Gaitán’s assassin was pale. He had olive-colored skin and an angular face; his straight hair was too long and his mediocre shave had left dirty shadowy patches on his face. His general appearance was that of a stray dog. Some witnesses testified that he looked like a mechanic or a manual laborer, and one even said he had an oil stain on his sleeve. “Let’s lynch the assassin!” someone shouted. With his nose broken from one of the blows, Roa let himself be shoved inside the Granada Drugstore. Pascal del Vecchio, a friend of Gaitán’s, asked the pharmacist to protect the assassin so he wouldn’t be lynched. They got Roa inside; he seemed resigned to his fate and didn’t put up any resistance, and they saw him crouch down in a corner of the drugstore that wasn’t visible from the street. Someone lowered the metal shutters. One of the pharmacist’s employees went over to him then:
“Why did you kill Dr. Gaitán?” he asked him.
“Oh, señor,” said Roa, “powerful things that I can’t tell you.”

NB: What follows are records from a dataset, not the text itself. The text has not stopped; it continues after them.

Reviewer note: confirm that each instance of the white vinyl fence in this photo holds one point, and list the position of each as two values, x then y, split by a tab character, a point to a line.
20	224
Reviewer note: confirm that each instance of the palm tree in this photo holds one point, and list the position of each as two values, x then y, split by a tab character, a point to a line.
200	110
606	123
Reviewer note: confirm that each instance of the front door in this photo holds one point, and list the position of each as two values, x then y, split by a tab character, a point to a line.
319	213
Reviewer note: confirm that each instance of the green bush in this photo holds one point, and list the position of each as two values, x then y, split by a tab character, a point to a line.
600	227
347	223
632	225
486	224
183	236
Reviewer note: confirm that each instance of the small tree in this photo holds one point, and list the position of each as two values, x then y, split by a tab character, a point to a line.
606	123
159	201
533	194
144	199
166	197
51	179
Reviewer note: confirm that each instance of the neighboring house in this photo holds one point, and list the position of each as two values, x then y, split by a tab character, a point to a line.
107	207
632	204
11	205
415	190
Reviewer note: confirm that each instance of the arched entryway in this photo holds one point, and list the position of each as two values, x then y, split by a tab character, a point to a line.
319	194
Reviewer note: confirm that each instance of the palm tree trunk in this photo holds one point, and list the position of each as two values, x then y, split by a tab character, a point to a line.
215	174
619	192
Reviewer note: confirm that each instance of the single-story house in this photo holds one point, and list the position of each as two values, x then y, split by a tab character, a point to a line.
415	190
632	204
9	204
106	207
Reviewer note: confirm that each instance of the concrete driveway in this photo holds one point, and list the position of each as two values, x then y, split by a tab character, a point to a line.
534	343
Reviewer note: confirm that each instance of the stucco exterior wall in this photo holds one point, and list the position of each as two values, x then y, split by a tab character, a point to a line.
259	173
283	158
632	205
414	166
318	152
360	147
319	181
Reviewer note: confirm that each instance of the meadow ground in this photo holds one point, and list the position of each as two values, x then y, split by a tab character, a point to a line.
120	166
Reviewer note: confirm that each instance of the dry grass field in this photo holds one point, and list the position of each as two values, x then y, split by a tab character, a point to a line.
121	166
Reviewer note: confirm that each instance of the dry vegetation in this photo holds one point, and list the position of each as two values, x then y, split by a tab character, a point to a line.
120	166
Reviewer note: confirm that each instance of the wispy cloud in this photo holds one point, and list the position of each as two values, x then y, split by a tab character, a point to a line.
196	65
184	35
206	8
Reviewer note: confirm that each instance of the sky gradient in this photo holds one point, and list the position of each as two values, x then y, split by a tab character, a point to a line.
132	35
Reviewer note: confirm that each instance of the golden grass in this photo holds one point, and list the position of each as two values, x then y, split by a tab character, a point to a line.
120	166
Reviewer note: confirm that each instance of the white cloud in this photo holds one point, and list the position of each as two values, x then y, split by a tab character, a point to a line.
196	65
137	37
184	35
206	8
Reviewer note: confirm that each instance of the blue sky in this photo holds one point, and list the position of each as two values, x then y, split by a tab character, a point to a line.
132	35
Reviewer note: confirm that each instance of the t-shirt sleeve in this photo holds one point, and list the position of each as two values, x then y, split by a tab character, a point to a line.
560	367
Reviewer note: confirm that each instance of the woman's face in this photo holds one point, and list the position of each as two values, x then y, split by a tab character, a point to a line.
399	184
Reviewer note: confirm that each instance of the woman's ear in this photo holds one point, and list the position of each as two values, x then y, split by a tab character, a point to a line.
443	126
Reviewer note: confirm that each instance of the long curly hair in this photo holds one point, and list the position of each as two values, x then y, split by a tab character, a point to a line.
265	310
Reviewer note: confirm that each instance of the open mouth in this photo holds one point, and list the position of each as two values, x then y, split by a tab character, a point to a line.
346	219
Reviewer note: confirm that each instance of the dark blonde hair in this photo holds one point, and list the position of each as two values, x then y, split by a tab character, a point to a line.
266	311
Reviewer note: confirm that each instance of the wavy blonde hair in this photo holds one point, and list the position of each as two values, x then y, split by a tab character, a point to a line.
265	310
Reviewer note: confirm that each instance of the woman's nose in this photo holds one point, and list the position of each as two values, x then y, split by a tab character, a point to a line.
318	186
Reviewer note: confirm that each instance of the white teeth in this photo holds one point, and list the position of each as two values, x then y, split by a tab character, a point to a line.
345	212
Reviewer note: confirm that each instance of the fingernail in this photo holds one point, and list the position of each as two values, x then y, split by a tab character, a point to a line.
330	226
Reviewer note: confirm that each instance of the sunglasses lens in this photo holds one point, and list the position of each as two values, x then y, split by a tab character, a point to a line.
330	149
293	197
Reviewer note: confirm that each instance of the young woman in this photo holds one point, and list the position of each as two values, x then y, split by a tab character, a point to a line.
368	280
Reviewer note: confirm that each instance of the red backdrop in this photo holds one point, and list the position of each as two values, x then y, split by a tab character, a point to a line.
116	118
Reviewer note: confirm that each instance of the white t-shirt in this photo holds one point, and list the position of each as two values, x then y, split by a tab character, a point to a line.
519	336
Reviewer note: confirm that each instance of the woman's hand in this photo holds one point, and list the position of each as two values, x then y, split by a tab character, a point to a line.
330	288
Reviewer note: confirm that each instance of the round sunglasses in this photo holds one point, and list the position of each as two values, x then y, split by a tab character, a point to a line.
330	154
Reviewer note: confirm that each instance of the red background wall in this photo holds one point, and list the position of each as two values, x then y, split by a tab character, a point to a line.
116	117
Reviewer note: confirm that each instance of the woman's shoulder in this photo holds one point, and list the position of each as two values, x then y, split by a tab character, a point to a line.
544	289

“People began to try to break through the metal shutters,” said Pacho. “The owner was frightened or didn’t want his place damaged, and en
ded up opening them himself.”
“The people are going to lynch you,” said the employee. “Tell me who sent you.”
“I can’t,” said Roa.
“Roa tried to hide behind the counter, but they grabbed him before he could get to the other side,” said Pacho. “The bootblacks pounced on him and dragged him out. But before getting him outside, someone found a dolly, you know those little iron carts for moving stacks of boxes. Well, someone grabbed that dolly and dropped it on top of Roa. I’ve always thought that was when Roa lost consciousness. People dragged him out onto the cobblestones. They kept hitting him: fists, kicks, smashing their crates on him. They say someone showed up and stabbed him with a pen several times. They started dragging him south, toward the Presidential Palace. There’s a photo, a famous photo that someone took from an upper story of some building farther up, when the mob was almost at Plaza de Bolívar. You can see the people dragging Roa and you can see Roa, or his dead body. Along the way he has lost his clothing and he’s almost naked. It’s one of the most horrible photos that came out of that horrible day. Roa is already dead by then, and that means he died at some point between there and the Granada Drugstore. Sometimes I think that Roa died at the same moment as Gaitán. Do you know exactly what time Gaitán died? At five minutes to two. One fifty-five p.m. It’s not impossible that he might have died in the same instant as his assassin, is it? I don’t know why it’s important, or rather, I don’t know that it is important, but sometimes I think about that. From here they took Roa Sierra. This is where the Granada Drugstore was and they took him from here. Maybe when he passed this point where you and I are standing now he was already dead. Maybe he died later. We don’t know and we’ll never know.”